Pierre-Viansson-Ponté : sur «Les Chênes qu’on abat…»

Pierre Viansson-Ponté (rédacteur en chef adjoint au Monde), «Les Chênes qu'on abat… La France et la mort, ou La dernière rencontre du général de Gaulle et d'André Malraux», Le Monde, n° 8140, 16 mars 1971, p. 1.


 

 

André Malraux :

un grand et beau poème tragique, tantôt lyrique, tantôt cynique

 

Deux grandes voix fascinantes, ici, celle du génie et celle du héraut, se joignent pour évoquer leurs obsessions : l'Histoire, la France, l'Homme et la Mort.

Déjeuner à Colombey, le 11 décembre 1969. Interview du général de Gaulle par André Malraux.
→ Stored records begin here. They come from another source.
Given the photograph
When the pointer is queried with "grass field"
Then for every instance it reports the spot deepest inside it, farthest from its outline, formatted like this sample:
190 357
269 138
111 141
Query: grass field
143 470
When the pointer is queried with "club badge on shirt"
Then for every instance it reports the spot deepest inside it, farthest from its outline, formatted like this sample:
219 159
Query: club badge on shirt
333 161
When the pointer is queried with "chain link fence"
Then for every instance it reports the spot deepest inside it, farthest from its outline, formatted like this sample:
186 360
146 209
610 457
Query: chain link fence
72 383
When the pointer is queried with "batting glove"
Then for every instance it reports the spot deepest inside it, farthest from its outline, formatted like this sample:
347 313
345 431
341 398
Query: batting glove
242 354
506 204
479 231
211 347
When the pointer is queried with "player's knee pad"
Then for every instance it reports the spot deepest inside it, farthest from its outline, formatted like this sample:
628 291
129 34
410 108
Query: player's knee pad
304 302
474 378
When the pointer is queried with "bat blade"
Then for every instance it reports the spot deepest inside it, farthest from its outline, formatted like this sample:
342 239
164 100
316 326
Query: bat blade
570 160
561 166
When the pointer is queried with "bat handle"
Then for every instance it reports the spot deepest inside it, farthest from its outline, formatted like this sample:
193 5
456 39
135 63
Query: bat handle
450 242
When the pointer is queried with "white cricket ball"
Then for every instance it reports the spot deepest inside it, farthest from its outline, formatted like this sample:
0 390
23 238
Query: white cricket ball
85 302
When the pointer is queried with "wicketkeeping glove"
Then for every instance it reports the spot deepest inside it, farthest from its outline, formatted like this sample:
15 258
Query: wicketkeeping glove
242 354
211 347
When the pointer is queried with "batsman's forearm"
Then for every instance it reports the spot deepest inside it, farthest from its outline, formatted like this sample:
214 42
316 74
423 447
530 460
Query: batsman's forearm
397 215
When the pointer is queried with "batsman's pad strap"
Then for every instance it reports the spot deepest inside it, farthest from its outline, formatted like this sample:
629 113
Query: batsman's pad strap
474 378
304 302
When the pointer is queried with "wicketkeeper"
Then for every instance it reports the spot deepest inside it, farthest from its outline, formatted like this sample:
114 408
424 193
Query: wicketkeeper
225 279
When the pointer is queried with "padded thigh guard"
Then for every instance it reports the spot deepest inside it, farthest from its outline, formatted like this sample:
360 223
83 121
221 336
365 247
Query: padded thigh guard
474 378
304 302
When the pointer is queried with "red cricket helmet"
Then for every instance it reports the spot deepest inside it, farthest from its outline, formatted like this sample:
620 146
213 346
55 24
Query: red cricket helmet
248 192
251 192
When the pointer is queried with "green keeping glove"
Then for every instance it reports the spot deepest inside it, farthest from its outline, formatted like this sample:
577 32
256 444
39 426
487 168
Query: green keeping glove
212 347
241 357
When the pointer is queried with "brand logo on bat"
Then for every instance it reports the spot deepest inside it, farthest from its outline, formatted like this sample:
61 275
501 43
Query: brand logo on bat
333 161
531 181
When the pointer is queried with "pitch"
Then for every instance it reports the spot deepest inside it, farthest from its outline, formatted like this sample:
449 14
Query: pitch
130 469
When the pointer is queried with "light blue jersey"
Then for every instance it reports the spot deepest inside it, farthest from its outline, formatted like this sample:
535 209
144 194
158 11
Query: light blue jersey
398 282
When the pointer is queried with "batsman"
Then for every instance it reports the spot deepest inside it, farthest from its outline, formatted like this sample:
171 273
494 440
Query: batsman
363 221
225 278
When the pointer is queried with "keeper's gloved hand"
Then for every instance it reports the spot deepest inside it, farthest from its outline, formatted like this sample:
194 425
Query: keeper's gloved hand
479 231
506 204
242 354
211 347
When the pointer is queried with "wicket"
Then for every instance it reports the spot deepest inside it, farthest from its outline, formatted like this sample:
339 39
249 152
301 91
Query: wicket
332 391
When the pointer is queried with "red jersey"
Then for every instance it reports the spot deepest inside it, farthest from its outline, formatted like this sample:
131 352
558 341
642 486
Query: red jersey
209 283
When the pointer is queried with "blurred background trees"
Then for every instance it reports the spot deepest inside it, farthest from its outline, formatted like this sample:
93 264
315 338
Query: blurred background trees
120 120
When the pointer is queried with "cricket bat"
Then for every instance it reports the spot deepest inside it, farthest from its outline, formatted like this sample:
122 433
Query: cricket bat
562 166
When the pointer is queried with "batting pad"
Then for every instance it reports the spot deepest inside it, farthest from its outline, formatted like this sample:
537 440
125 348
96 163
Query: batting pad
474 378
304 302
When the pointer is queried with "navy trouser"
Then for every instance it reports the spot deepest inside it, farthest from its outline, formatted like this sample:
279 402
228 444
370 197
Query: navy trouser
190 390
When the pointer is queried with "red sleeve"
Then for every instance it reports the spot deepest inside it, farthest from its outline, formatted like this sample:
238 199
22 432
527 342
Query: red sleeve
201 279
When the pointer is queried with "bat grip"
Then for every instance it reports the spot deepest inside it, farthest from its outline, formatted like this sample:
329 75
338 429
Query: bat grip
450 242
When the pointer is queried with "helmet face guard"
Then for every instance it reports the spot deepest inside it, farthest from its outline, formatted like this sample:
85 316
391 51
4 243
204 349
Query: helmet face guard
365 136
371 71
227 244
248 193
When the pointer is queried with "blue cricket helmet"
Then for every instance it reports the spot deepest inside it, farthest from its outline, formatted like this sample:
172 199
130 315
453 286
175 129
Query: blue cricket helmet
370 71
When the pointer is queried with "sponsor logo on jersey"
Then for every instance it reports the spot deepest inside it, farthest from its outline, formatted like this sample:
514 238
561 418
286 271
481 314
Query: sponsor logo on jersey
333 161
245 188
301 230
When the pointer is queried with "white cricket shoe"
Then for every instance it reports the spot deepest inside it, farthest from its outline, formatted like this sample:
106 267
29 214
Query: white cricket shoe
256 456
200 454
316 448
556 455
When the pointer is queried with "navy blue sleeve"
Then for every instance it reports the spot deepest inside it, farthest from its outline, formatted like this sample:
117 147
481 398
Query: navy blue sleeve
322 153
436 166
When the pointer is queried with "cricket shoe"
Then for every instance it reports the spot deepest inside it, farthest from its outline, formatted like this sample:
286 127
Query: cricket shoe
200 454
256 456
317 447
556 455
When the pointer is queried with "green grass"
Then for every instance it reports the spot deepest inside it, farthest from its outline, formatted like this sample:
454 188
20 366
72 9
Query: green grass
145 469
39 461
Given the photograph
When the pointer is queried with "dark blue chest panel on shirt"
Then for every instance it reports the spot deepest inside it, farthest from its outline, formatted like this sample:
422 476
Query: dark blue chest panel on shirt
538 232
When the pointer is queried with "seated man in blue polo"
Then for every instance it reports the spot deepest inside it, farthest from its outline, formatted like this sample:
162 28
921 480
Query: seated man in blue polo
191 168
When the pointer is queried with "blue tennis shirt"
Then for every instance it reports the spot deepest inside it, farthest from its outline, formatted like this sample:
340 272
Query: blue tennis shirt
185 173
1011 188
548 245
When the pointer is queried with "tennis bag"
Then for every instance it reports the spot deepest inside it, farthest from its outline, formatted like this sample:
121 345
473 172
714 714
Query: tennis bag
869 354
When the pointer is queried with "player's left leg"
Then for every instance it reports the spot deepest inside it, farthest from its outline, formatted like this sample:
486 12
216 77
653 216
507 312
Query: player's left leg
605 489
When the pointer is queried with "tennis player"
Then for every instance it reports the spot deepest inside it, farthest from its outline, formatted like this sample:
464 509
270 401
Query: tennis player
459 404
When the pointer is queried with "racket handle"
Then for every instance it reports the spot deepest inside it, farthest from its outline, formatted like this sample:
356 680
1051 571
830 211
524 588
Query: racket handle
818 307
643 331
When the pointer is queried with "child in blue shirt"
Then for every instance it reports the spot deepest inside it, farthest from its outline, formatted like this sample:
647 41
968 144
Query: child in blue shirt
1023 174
Interview ? C'est Malraux qui le dit : «Ce livre est une interview, comme La Condition humaine était un reportage…» Ainsi, c'était un reportage [sic] ! Malraux reporter en Chine, c'était Stendhal à Waterloo, et La Chartreuse aussi était un reportage. Alors Malraux et l'interview ! La lettre tue mais l'esprit vivifie, le talent transpose mais le génie transfigure.

Ah ! si Chateaubriand, au lieu de bavarder à Prague avec cet imbécile de Charles X qui n'avait rien à dire, était allé à Sainte-Hélène, quelle «interview» il eût pu faire du petit homme qui avait tenu l'Europe sous son talon… C'est Malraux qui soupire ainsi, avec des regrets un peu hypocrites pour le grand confrère qui a manqué le coche. Car lui, Malraux, il ne l'a pas manqué ; il y est allé, à Sainte-Hélène (Haute Marne). Il n'y a pas perdu son temps et ne gaspille pas le nôtre.

Quatre heures au plus de conversation, dont une heure au moins occupée de propos de table et de banalités courtoises, et voilà l'«interview» ; deux cent trente-cinq pages, d'un seul souffle, et de grand style. Un dialogue : évidemment non. Deux monologues : pas davantage, pour quoi faire ? Plutôt un grand et beau poème tragique, tantôt lyrique, tantôt cynique. Malraux a besoin de l'éprouvé, mais le vécu chez lui devient tragédie et il ne cesse, au fond, de parler de lui-même en face de celui qui, lui aussi, ne cesse de parler de cet autre lui-même, qu'il nomme Charles. Décor : le monde. Thème : l'Histoire et l'Homme, quelquefois les histoires des hommes. A l'affiche : tout le monde, et puis deux grandes voix, deux chants qui alternent, s'entrecroisent, se mêlent, se séparent, s'opposent en contrepoint. La voix du général, le chant de l'écrivain ? Mais non, ce n'est pas un ballet. Ou alors celui de la France et de la Mort. Sa France et sa Mort. Rien d'autre ne compte. Ils sont fascinés et c'est fascinant.

Pas de photo, un Greco !

Le héros et le génie – ou bien le génie et le héraut – livrent et métamorphosent à la fois leurs propres hantises, leurs propres obsessions. Quelle est la part du réel et celle de l'imaginaire, dans cet étincelant feu d'artifice ? Peu importe : tout, ici, est au second, au troisième degré. Mêmes les scories.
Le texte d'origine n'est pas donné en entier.